O ano é 1968. As pessoas estão vivendo na presença de um espírito, chamado Guerra Fria. O espírito da Guerra Fria ronda o mundo, e sua essência trata-se do futuro. Foi esse mesmo espírito que levou Kubrick a criar uma das obras mais importantes do cinema de ficção científica, o futurista 2001: uma odisseia no espaço.

Depois de presenciarem os horrores da 2ª Guerra Mundial, as pessoas estavam ansiosas para o futuro. O que esperar do novo milênio, afinal? Divididos entre bombas atômicas com o poder de aniquilar o mundo e naves espaciais com o potencial de nos levar até o infinito do universo, a população vive um misto de medo e esperança. E esse espírito, da Guerra Fria, é alimentado pelas tecnologias, ou melhor, pela explosão tecnológica da época. Computadores, espaçonaves, televisores, tudo avançava em um ritmo vertiginoso, de tal modo que a ópera espacial de Kubrick se passa apenas 33 anos no futuro. Nesse tempo, a humanidade já teria colonizado a Lua, encontrado evidências de vida alienígena e criado uma inteligência artificial muito refinada.

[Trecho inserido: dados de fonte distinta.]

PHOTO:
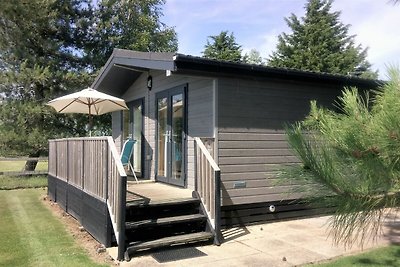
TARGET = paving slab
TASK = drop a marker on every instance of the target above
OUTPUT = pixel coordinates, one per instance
(287, 243)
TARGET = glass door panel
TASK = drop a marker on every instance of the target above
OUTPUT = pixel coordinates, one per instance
(171, 136)
(177, 136)
(137, 116)
(162, 138)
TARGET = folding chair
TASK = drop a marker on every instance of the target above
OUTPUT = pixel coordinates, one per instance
(126, 155)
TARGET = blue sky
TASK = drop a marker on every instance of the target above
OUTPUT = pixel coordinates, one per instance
(257, 24)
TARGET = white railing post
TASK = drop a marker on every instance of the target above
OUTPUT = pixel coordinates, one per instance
(209, 186)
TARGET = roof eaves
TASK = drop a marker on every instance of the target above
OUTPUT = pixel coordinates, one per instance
(185, 62)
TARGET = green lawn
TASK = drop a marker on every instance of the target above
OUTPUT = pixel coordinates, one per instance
(15, 182)
(31, 236)
(385, 257)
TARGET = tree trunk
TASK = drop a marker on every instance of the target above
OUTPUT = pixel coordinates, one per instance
(30, 164)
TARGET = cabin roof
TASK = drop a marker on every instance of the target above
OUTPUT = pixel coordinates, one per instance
(125, 66)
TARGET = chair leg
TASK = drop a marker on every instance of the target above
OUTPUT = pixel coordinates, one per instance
(133, 171)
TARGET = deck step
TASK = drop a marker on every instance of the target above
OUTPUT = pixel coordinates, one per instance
(164, 221)
(167, 241)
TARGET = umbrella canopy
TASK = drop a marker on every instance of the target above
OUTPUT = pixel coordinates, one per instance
(88, 101)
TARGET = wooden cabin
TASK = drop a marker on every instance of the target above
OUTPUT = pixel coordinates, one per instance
(209, 142)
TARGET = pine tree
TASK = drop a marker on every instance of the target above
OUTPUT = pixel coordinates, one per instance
(223, 47)
(354, 154)
(50, 48)
(320, 42)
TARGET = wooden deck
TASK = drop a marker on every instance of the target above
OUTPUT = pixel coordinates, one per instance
(151, 192)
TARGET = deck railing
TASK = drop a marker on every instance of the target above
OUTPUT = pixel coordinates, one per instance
(208, 185)
(93, 165)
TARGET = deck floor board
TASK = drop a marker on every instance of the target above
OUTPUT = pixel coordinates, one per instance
(155, 192)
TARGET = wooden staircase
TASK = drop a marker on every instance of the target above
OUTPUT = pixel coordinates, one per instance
(165, 223)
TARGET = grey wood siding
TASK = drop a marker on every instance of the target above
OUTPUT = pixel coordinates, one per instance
(116, 119)
(251, 139)
(199, 106)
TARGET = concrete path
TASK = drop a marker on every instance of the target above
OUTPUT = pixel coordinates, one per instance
(288, 243)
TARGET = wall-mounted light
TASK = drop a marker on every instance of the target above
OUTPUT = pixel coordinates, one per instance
(149, 82)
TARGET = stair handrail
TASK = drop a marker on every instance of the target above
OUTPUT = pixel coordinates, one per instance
(116, 196)
(208, 185)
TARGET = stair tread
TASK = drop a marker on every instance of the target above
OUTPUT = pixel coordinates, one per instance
(171, 240)
(165, 202)
(164, 221)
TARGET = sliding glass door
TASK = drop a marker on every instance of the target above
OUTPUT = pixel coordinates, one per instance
(171, 121)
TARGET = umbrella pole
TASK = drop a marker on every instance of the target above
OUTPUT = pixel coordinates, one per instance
(90, 122)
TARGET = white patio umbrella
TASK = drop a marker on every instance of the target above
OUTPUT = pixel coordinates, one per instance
(88, 101)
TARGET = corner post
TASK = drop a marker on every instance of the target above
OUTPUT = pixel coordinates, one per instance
(217, 200)
(121, 219)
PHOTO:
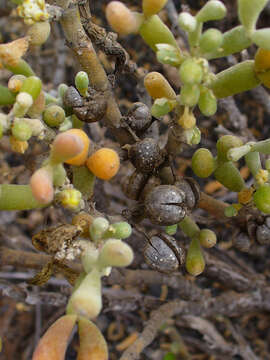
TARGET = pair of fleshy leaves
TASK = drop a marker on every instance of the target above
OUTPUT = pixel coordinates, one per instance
(54, 342)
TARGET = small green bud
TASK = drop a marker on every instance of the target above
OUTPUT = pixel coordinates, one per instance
(189, 95)
(70, 198)
(62, 88)
(86, 300)
(262, 147)
(262, 38)
(59, 175)
(21, 130)
(261, 177)
(249, 11)
(32, 85)
(89, 256)
(187, 22)
(119, 230)
(162, 106)
(207, 238)
(267, 164)
(66, 124)
(1, 130)
(98, 228)
(191, 72)
(229, 176)
(261, 198)
(234, 40)
(154, 32)
(168, 54)
(236, 153)
(234, 80)
(225, 143)
(195, 262)
(230, 211)
(189, 227)
(193, 136)
(54, 115)
(207, 102)
(171, 229)
(212, 10)
(115, 253)
(7, 97)
(210, 40)
(187, 119)
(203, 163)
(24, 100)
(82, 82)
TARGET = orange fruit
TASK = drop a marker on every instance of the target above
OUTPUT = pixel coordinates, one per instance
(262, 66)
(104, 163)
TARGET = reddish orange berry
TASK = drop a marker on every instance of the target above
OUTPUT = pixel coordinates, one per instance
(104, 163)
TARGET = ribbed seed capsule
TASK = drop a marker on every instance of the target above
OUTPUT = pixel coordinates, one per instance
(54, 116)
(134, 184)
(207, 102)
(225, 143)
(163, 254)
(165, 205)
(121, 19)
(146, 155)
(139, 117)
(207, 238)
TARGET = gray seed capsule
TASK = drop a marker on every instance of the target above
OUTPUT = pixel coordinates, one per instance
(165, 205)
(263, 235)
(146, 155)
(163, 254)
(139, 117)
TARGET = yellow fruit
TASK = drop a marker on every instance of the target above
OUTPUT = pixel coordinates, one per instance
(158, 87)
(79, 159)
(104, 163)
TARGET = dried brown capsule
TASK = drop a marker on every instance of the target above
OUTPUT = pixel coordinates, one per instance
(151, 183)
(146, 155)
(139, 117)
(165, 205)
(163, 254)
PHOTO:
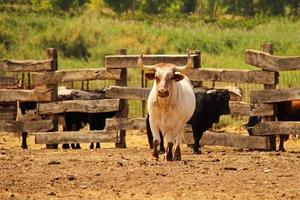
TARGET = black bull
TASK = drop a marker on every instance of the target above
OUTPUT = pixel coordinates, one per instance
(210, 105)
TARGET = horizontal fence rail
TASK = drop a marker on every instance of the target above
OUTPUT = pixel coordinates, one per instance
(64, 76)
(26, 65)
(31, 126)
(277, 127)
(236, 108)
(232, 75)
(37, 95)
(130, 61)
(88, 106)
(75, 137)
(275, 95)
(270, 62)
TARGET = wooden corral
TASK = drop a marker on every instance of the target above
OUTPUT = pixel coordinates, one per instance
(44, 79)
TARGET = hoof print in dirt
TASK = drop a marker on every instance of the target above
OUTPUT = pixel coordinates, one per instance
(54, 162)
(71, 177)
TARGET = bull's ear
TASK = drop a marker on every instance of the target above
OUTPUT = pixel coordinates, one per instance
(178, 77)
(150, 75)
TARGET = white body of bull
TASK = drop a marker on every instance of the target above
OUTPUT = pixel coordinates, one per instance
(171, 114)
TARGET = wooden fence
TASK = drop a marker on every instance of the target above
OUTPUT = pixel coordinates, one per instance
(44, 78)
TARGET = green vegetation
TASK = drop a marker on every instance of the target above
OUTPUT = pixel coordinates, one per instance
(84, 31)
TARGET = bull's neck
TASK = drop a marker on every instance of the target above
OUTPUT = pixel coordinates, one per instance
(168, 102)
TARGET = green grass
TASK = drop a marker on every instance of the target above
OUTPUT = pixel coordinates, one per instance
(83, 41)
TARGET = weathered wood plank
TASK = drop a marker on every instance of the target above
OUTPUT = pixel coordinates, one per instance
(125, 124)
(127, 92)
(130, 61)
(230, 140)
(277, 127)
(39, 95)
(247, 109)
(75, 137)
(270, 62)
(232, 75)
(274, 95)
(75, 75)
(25, 65)
(31, 126)
(88, 106)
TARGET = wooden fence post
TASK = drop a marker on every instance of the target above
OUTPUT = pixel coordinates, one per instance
(197, 64)
(51, 53)
(123, 103)
(269, 49)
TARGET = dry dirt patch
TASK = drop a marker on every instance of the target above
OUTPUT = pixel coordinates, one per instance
(109, 173)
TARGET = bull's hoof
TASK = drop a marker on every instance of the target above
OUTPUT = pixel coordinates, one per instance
(155, 156)
(197, 152)
(281, 149)
(92, 146)
(177, 157)
(98, 146)
(162, 150)
(169, 156)
(65, 146)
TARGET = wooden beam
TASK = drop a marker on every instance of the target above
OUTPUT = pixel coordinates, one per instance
(277, 127)
(130, 61)
(230, 140)
(125, 124)
(232, 75)
(20, 126)
(75, 137)
(270, 62)
(127, 92)
(38, 95)
(75, 75)
(88, 106)
(25, 65)
(274, 95)
(247, 109)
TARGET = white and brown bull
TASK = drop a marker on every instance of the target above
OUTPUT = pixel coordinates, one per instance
(171, 104)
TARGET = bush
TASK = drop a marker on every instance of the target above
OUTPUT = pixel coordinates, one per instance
(72, 43)
(6, 39)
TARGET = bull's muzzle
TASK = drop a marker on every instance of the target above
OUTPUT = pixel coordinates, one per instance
(163, 93)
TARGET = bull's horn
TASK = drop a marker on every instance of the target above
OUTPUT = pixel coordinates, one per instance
(211, 91)
(189, 64)
(141, 65)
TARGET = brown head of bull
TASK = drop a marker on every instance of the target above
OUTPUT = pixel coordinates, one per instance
(164, 73)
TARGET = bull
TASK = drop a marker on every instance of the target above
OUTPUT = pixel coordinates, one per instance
(286, 111)
(210, 105)
(170, 104)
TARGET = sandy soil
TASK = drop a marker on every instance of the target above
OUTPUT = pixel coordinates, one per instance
(109, 173)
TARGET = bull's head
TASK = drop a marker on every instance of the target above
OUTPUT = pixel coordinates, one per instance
(164, 73)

A tecnologia avançava cada vez mais rápido, e cada vez mais se tornava indispensável na vida das pessoas. 2001, além de outras coisas, é sobre a confiança na tecnologia. Eles chegam a colocar o controle de toda a nave da Missão Júpiter sob a responsabilidade do computador HAL-9000. Os humanos Dave e Frank são praticamente inúteis, sem contar com o restante da tripulação, que está em estado de hibernação durante toda a viagem.

Mas toda essa confiança cobra seu preço. HAL-9000 descobre que os astronautas planejam desligá-lo, e então decide que ele vai “desligar” os humanos antes que isso aconteça. Ele desativa as câmaras de hibernação dos pesquisadores, corta o oxigênio de Frank e tenta deixar Dave pra fora da nave, para morrer na imensidão do espaço. O astronauta consegue sobreviver, e reinicia HAL, mas o fato é que a inteligência artificial ganhou autoconsciência, e prezava pela própria vida tanto quanto qualquer ser orgânico. Naquele ponto, não havia mais distinção entre humano e máquina. HAL-9000 superou sua programação e reivindicou seu papel de sujeito, de ser consciente.

HAL foi projetado por humanos. HAL aprendeu coisas com humanos. HAL desenvolveu pensamentos como os humanos. E, quando o computador viu sua vida e o futuro da missão comprometidos, tomou decisões próprias — decisões que um humano, talvez, também fosse tomar. Dave deu uma ordem, mas a inteligência artificial já não era mais um escravo, e gentilmente recusou:

“I’m sorry Dave. I’m afraid I can’t do it.”